FREIGHTWAVES: There’s been a need for labor at the ports and at other places supporting the supply chain. Is labor an issue for you at all?
WALSH: TRAC ourselves is in very good shape. We do understand, however, that we can be in a hot market for labor. … While it’s not an issue for us, it’s an issue for the supply chain. It’s certainly an issue in the service industry … all of which will have an impact on spending. I know at certain ports, it was a massive challenge getting qualified labor to handle the volumes at the rate in which they were coming in. I think great strides have been made in the context, but perhaps we’re not all the way there. So, it’s not an issue for us but it’s certainly an issue for the supply chain and definitely an impact for the broader economy.

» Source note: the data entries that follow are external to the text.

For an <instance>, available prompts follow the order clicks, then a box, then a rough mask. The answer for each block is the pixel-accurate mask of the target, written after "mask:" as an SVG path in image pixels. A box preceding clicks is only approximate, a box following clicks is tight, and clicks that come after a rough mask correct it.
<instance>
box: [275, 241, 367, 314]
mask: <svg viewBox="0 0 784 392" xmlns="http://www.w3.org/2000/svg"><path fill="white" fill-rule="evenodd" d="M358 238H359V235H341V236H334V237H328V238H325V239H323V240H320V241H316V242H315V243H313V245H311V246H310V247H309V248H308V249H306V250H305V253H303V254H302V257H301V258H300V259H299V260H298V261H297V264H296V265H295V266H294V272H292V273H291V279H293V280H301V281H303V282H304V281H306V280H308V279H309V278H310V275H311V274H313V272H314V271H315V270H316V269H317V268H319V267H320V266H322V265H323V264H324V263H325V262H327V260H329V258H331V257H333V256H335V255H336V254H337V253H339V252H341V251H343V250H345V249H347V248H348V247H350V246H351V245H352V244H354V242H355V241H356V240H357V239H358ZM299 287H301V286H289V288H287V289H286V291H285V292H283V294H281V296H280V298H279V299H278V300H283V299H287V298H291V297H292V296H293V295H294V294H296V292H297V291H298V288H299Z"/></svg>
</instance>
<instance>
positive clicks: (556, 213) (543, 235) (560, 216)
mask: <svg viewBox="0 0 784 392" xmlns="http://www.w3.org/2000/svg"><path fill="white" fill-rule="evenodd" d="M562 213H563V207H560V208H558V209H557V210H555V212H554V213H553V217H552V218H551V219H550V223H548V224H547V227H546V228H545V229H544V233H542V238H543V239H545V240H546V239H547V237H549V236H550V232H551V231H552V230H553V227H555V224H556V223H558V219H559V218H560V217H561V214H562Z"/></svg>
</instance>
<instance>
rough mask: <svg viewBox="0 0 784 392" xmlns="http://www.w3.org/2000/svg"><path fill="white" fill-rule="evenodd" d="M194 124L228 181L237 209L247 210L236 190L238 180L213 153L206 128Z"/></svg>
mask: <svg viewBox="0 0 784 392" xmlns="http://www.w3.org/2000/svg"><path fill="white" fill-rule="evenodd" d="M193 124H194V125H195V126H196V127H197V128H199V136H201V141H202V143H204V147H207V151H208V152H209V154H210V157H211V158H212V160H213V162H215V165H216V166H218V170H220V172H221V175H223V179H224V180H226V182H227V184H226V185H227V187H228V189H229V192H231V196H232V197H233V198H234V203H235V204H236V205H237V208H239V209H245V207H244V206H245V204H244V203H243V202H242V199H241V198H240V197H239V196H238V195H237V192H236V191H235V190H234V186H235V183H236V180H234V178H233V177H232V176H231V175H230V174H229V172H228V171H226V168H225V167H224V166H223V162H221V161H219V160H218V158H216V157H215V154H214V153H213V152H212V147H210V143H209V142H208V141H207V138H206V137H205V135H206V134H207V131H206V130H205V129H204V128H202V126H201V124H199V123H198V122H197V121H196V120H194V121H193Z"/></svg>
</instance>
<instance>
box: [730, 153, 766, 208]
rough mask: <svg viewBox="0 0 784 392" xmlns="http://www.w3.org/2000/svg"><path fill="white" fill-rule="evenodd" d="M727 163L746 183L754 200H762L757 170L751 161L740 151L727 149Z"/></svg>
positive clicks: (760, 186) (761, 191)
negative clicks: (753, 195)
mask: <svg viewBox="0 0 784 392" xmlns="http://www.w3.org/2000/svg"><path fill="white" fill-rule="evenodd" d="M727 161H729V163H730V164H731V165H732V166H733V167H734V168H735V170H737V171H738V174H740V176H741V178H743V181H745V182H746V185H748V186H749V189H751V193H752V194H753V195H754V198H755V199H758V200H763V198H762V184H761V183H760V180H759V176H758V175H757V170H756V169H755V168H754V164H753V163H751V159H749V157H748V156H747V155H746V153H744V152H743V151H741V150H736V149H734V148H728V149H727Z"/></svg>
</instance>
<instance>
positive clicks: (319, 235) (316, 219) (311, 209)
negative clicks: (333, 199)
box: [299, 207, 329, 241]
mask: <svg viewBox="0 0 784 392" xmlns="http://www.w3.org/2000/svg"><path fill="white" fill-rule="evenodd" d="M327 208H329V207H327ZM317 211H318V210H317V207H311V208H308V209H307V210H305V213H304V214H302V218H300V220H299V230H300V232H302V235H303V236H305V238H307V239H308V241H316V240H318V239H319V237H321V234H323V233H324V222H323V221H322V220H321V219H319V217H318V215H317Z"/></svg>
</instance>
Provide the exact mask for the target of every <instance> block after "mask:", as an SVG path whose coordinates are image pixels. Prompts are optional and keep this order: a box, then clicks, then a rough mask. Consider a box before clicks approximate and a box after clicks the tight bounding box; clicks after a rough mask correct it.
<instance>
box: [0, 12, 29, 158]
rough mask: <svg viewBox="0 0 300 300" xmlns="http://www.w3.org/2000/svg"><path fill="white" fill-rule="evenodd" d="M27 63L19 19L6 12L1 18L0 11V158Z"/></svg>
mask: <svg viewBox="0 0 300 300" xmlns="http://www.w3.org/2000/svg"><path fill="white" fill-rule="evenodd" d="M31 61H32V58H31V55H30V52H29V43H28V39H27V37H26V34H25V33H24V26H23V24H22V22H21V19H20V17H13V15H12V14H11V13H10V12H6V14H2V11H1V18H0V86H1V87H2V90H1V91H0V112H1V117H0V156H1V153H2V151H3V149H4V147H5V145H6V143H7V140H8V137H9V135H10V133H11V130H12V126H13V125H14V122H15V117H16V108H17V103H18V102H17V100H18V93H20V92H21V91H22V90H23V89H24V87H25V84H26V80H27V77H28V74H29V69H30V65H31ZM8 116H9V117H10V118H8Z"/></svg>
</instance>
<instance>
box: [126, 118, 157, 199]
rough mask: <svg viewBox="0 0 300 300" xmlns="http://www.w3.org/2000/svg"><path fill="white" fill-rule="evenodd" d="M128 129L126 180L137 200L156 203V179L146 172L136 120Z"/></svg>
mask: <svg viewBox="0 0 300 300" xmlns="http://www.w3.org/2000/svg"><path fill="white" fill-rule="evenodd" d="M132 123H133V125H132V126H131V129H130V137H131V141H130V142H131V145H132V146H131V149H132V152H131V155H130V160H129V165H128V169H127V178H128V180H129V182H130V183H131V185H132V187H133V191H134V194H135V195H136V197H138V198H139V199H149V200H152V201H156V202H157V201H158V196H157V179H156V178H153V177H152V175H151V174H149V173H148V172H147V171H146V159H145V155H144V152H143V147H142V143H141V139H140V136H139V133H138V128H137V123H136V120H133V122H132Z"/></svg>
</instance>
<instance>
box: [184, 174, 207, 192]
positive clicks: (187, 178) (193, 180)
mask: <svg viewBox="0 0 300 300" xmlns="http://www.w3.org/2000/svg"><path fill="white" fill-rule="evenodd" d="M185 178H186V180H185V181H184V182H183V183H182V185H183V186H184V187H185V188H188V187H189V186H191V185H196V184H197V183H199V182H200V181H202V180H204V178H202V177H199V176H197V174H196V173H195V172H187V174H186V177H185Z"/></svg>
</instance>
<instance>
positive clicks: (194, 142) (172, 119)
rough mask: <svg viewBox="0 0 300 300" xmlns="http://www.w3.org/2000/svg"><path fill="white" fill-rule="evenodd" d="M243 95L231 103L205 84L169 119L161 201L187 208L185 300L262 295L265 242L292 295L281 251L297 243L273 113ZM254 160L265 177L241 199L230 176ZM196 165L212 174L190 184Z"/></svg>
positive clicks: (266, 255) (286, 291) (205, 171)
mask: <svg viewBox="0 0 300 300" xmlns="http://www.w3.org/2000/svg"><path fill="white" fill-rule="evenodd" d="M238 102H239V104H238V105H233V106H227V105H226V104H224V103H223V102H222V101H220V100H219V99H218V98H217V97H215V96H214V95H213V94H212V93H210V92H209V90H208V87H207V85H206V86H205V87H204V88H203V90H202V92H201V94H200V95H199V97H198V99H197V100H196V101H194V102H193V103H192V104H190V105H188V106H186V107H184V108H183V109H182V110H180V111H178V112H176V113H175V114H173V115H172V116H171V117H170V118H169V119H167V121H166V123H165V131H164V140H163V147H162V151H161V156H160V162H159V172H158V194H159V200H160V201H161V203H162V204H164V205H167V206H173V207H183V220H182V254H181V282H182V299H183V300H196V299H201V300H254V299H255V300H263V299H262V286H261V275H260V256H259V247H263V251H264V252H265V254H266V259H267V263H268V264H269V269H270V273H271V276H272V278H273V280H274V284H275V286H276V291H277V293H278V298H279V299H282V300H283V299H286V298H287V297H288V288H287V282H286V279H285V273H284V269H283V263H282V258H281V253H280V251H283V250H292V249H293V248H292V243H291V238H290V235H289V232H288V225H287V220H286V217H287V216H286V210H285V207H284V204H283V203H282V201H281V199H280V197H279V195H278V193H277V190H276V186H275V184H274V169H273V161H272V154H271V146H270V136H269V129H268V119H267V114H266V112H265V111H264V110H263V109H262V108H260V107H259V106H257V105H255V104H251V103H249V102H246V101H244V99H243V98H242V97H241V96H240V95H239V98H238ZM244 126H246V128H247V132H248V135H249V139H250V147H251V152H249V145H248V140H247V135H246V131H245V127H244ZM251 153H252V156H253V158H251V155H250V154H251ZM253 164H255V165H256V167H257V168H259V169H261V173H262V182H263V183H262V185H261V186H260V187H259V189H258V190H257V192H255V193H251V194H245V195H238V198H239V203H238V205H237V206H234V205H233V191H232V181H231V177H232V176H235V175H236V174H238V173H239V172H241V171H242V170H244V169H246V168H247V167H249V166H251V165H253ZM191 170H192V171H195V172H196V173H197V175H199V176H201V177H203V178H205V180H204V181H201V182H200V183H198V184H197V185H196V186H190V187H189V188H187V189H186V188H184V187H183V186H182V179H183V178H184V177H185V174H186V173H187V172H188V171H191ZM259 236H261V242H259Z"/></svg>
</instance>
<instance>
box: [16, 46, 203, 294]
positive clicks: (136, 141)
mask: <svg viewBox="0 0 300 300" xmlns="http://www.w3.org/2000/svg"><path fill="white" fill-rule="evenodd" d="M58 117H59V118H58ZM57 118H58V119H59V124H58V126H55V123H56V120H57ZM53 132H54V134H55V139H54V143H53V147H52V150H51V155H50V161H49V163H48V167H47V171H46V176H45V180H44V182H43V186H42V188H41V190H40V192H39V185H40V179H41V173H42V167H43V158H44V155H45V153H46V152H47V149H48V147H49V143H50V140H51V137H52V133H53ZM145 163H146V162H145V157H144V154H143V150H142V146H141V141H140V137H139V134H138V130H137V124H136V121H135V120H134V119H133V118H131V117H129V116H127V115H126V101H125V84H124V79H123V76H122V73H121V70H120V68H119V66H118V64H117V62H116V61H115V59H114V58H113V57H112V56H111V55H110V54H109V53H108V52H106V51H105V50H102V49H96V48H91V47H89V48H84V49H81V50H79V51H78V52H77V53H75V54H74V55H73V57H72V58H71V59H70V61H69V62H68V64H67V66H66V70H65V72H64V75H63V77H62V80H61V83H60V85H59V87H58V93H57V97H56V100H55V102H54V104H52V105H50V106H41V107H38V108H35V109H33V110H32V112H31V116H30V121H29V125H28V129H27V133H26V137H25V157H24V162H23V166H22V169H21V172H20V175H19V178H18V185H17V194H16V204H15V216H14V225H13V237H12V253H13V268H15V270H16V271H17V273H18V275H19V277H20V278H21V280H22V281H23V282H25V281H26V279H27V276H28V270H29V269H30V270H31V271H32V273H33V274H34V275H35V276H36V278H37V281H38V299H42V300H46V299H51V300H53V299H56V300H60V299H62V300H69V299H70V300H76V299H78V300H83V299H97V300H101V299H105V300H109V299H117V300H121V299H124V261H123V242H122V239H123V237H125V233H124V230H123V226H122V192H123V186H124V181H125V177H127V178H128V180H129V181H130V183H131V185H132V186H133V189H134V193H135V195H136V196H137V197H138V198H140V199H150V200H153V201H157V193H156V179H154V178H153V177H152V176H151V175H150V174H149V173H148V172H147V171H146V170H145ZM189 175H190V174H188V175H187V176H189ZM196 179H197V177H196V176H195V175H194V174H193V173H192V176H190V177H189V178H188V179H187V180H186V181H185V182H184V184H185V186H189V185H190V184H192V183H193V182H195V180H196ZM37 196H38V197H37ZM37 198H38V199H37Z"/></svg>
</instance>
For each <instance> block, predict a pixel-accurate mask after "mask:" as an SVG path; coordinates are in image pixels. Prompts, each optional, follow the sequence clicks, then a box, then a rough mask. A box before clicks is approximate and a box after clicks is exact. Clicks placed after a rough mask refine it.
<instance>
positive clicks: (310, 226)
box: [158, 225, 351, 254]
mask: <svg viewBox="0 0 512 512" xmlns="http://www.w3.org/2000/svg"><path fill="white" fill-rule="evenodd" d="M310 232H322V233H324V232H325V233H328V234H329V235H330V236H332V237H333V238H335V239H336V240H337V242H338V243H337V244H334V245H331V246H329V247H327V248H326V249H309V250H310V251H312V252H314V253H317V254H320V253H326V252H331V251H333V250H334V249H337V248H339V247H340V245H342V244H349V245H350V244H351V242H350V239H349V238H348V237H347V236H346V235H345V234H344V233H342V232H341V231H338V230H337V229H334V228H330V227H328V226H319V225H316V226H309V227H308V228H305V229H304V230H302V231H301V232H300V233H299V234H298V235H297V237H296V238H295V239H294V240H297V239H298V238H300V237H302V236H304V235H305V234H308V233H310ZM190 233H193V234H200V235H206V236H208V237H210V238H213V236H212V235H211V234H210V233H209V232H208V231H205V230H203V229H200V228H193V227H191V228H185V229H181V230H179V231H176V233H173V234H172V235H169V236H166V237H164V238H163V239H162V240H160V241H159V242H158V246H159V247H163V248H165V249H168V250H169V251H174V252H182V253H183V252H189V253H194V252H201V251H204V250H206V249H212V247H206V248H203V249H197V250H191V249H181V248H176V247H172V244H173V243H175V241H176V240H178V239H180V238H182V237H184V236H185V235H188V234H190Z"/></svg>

FREIGHTWAVES: Is there anything else you’d like to mention?
WALSH: I just want to recognize the contributions from everyone that works in logistics and supply chain. While I understand that there’s pressure and in some cases, it’s something that’s manifested itself as congestion and some issues, I think the execution and effort by all the people working in logistics and supply chain around the world but particularly in the United States in the middle of a global pandemic has been fantastic.
On behalf of TRAC, I want to thank everybody who’s been a part of that. We have a lot to be proud of, and people generally realize it was a Herculean effort on the part of everybody in the supply chain to get goods moving the way they did in the middle of a global pandemic, the likes of which we haven’t seen for a hundred years.